DUBLIN Ireland should consider cutting public sector wages to reflect falling private sector incomes even if it means breaking a key deal with unions, a senior official at the Organisation for Economic Co-operation and Development (OECD) said on Friday.
The government has pledged not to cut public sector pay further and avoid forced job cuts as long as unions agree to voluntary redundancies and longer working hours under the "Croke Park" deal, an agreement that has helped avoid social unrest.
But stringent austerity targets and cuts to sensitive areas such as free health care for the poor are increasing pressure on the government to reconsider its decision not to touch the public sector pay bill.
"I think our advice would be that at a time when private sector wages are adjusting rapidly it would be prudent to also put into the hopper public sector wages and working conditions," John Martin, Director of Employment, Labour and Social Affairs at the OECD told journalists in Dublin.
"If the agreement constrains the ability of the government to make some changes in that regard, I think our view would be there should be a bit more flexibility," he said.
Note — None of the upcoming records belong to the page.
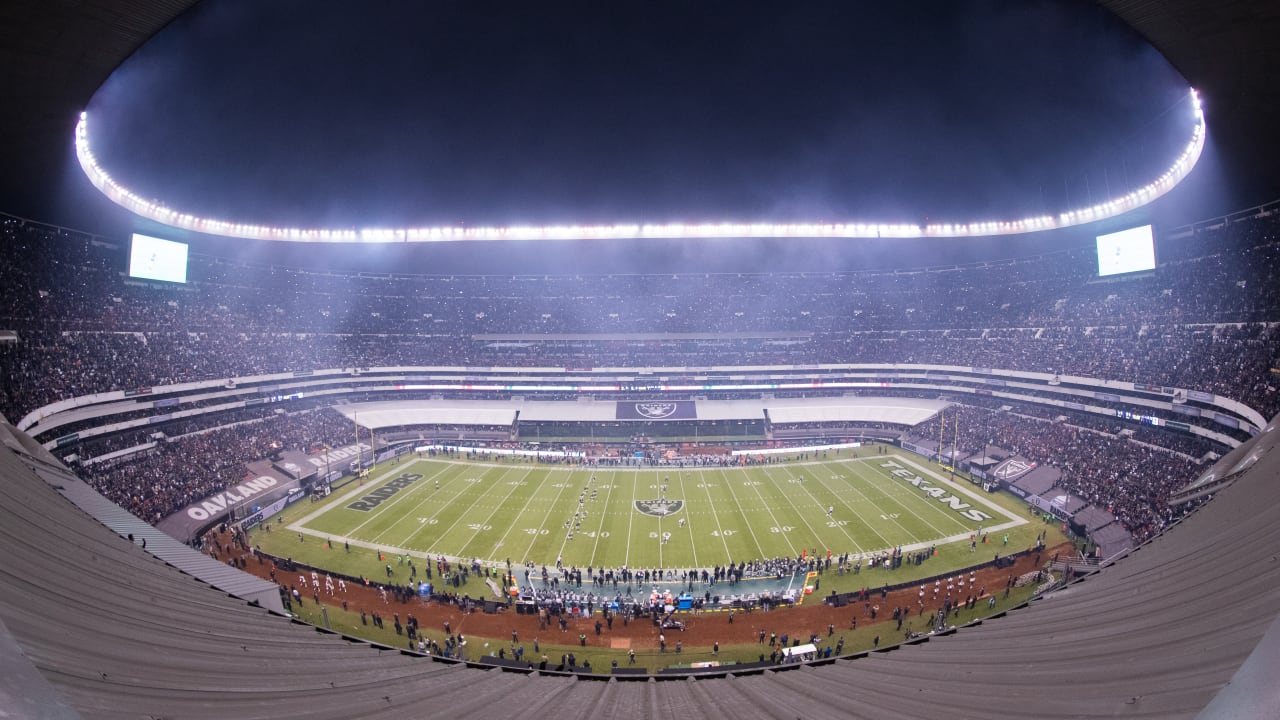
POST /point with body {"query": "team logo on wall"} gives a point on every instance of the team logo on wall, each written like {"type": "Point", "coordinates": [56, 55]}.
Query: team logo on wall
{"type": "Point", "coordinates": [659, 507]}
{"type": "Point", "coordinates": [656, 410]}
{"type": "Point", "coordinates": [1013, 468]}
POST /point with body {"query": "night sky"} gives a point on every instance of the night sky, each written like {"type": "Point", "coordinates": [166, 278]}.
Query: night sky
{"type": "Point", "coordinates": [396, 114]}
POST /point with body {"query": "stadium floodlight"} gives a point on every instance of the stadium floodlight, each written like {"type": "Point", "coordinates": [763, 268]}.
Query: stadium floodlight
{"type": "Point", "coordinates": [122, 196]}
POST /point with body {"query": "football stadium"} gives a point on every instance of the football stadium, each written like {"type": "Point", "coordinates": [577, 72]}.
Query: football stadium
{"type": "Point", "coordinates": [727, 360]}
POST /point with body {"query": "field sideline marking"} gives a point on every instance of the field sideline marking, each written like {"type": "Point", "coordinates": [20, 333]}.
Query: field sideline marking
{"type": "Point", "coordinates": [1013, 520]}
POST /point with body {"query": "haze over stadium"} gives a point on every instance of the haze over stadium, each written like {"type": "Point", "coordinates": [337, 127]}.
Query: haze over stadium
{"type": "Point", "coordinates": [812, 332]}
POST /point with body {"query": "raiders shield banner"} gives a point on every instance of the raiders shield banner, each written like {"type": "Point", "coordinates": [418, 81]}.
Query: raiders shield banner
{"type": "Point", "coordinates": [657, 410]}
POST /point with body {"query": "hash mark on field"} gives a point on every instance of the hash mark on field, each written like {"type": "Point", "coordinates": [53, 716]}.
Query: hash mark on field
{"type": "Point", "coordinates": [693, 543]}
{"type": "Point", "coordinates": [854, 488]}
{"type": "Point", "coordinates": [387, 505]}
{"type": "Point", "coordinates": [545, 515]}
{"type": "Point", "coordinates": [906, 506]}
{"type": "Point", "coordinates": [759, 548]}
{"type": "Point", "coordinates": [430, 548]}
{"type": "Point", "coordinates": [821, 509]}
{"type": "Point", "coordinates": [599, 529]}
{"type": "Point", "coordinates": [513, 522]}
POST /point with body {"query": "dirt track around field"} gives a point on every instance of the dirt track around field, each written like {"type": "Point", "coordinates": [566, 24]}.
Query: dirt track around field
{"type": "Point", "coordinates": [813, 618]}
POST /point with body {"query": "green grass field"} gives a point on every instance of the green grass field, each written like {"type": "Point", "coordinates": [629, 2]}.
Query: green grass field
{"type": "Point", "coordinates": [526, 513]}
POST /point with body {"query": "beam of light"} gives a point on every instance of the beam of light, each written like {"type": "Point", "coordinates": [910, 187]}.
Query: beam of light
{"type": "Point", "coordinates": [161, 213]}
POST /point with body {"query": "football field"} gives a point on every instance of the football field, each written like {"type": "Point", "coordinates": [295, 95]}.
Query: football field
{"type": "Point", "coordinates": [653, 516]}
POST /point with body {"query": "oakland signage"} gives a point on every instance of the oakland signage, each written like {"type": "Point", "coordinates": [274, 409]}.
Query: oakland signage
{"type": "Point", "coordinates": [220, 502]}
{"type": "Point", "coordinates": [941, 495]}
{"type": "Point", "coordinates": [378, 496]}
The Croke Park deal has been widely cited as a reason that Ireland has not experienced the kind of social unrest seen in Greece since it accepted an EU-IMF bailout. Public sector unions signalled they may strike if the deal is breached.
Ireland expects to post its first GDP growth this year since 2007 and has received praise from European Union and International Monetary Fund for its implementation of an austerity drive to cut its budget deficit.
But its domestic economy remains stagnant and unemployment has trebled since a property bubble started to unravel in 2007 and has remained at a stubbornly high level of around 14 percent for the past 12 months.
Ireland faces an "enormous challenge" in bringing down unemployment, and cutting the proportion of people who have been jobless for a year or more -- which has increased from 25 to 50 percent since the country's property boom collapsed, Martin said.
It would take at least 6-8 years to cut unemployment by half -- to the level in Northern Ireland -- even if Ireland's export markets recover quickly from the current market turmoil he said. "There's a very long hard road ahead."
Ireland is spending enough money on labour programmes -- around 4 percent of GDP -- but it needs to increase incentives for unemployed Martin said.
He said the government was on the right track in its decision to merge integrate the provision of employment services and benefit payment services
""What they are doing is absolutely in the right direction. But the real question is how is it going to be implemented," he said.